During pressing of the foot on the insole, which occurs naturally at the same time as pressing of the shoe on the ground, the midsole R or the insole P undergo initial deformation during which the midsole or the insole itself, or more precisely the edge of the holes 2, comes into contact with the upper surface of the base of the reliefs 1, along an annular strip having a height equal to half the difference between the diameter of the base of the reliefs 1 and that of the holes 2. A perfectly sealed chamber for collecting the contaminated air C is thus formed, therefore being suitable for functioning as a lung for compression towards the external outlet connected to said chamber--preferably provided, in a per se known manner, with a non-return valve--when the pressure of the foot on the midsole R or on the insole P further increases during the end part of the step and/or when the volume of the chamber C is further reduced owing to the accentuated bending action which is imparted to the front part of the shoe.

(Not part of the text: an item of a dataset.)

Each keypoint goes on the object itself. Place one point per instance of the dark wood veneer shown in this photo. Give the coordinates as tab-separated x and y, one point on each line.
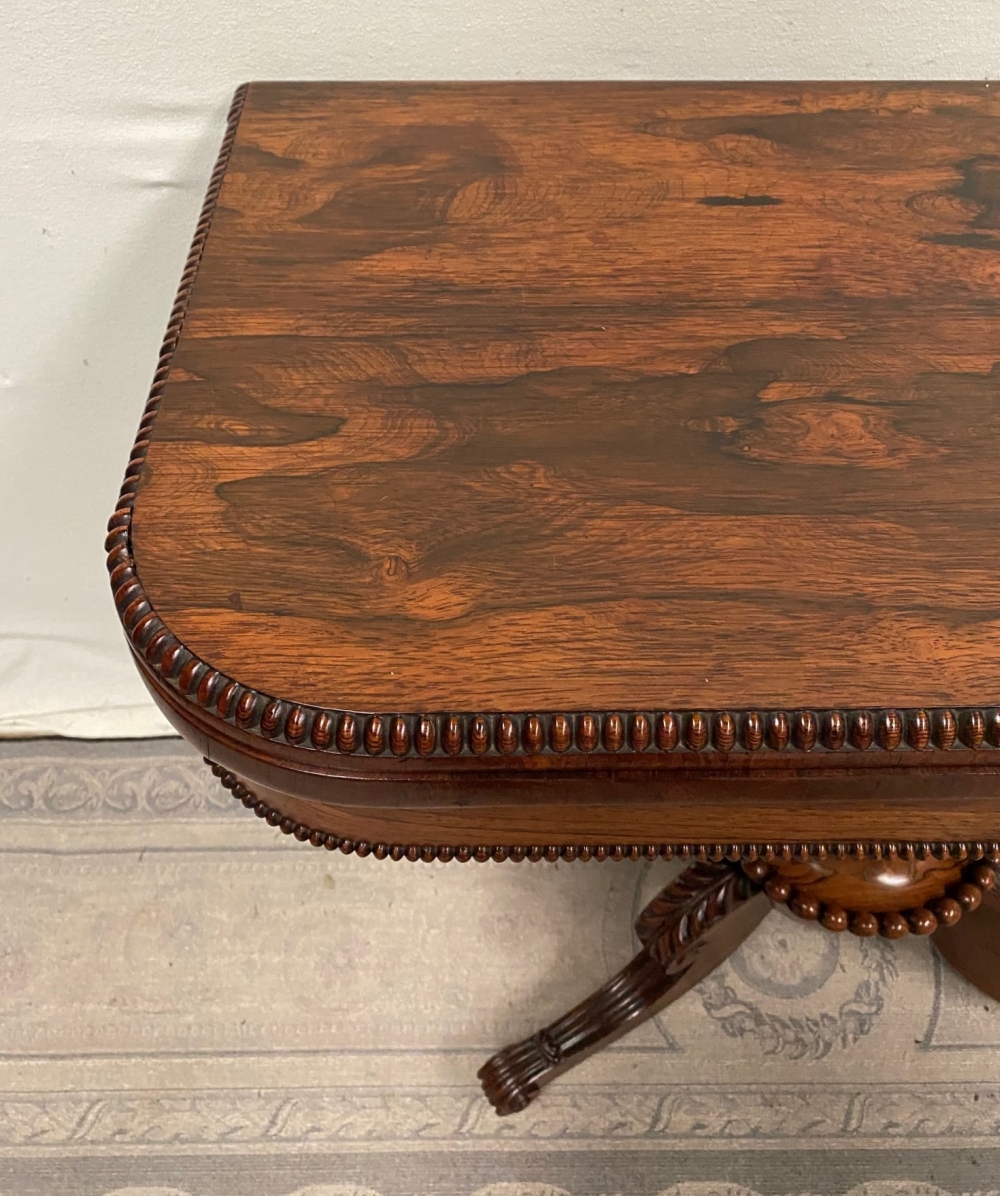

At the end of the step, therefore, the chamber C has a volume which is somewhat smaller than that of its rest position, having discharged externally part of the contaminated air collected therein. As soon as the foot is lifted from the ground, the midsole R or the insole P return, owing to the elasticity of the material from which they are made, into the rest position, freeing the holes 2 from the reliefs 1. The chamber C therefore resumes its original volume, creating internally a certain vacuum as a result of which an additional quantity of contaminated air is immediately sucked in from inside the shoe, through the holes 2 which have just re-opened. During repetition of this cycle there is therefore a continuous displacement of air from inside the shoe through the midsole R or the insole P to outside of the shoe itself (via any known system of ducts with one-way valves, which are per se known and therefore not illustrated), without any "backflow" of air from the chamber C into the shoe, a backflow which always occurs instead--to a greater or lesser extent--in ventilated shoes of the known type. The object of the invention, namely that of providing a forced-ventilation shoe in which the air flow has effectively only one direction, is therefore fully achieved.
In the description above and in the drawings exclusive reference has been made to a forced-ventilation system provided in the front part of the shoe. It is entirely obvious that a system such as that illustrated may be provided in any zone of the shoe where alternating pressing of the foot occurs--and hence also for example in the heel zone by suitably adapting the form and operation of the system for discharging the contaminated air collected inside the chamber C and pumped therefrom towards the outside. However, the arrangement in the front part of the shoe is preferred, since in this zone much wider variations in the volume of the chamber C occur at each step, for the reasons already examined above.
It is equally obvious that the invention must not be understood as being limited to the particular form and arrangement with which the reliefs 1, the holes 2 and the resilient supports 3 have been provided, it being possible for them to be varied to a far greater extent with respect to that shown in the drawings, as moreover has already been stated above, without thereby departing from the scope of the invention, as defined in the claims indicated below. By way of example, the occluding reliefs 1 instead of being formed with the outsole may be formed directly with the midsole R or the insole P; in this case they will preferably be made of the same resilient material which forms the midsole R or the insole P and will have the form of simple cylinders with axial holes, having a height such that they are separated from the outsole S, during rest conditions, by a sufficient amount to ensure a good flow of air through the holes 2.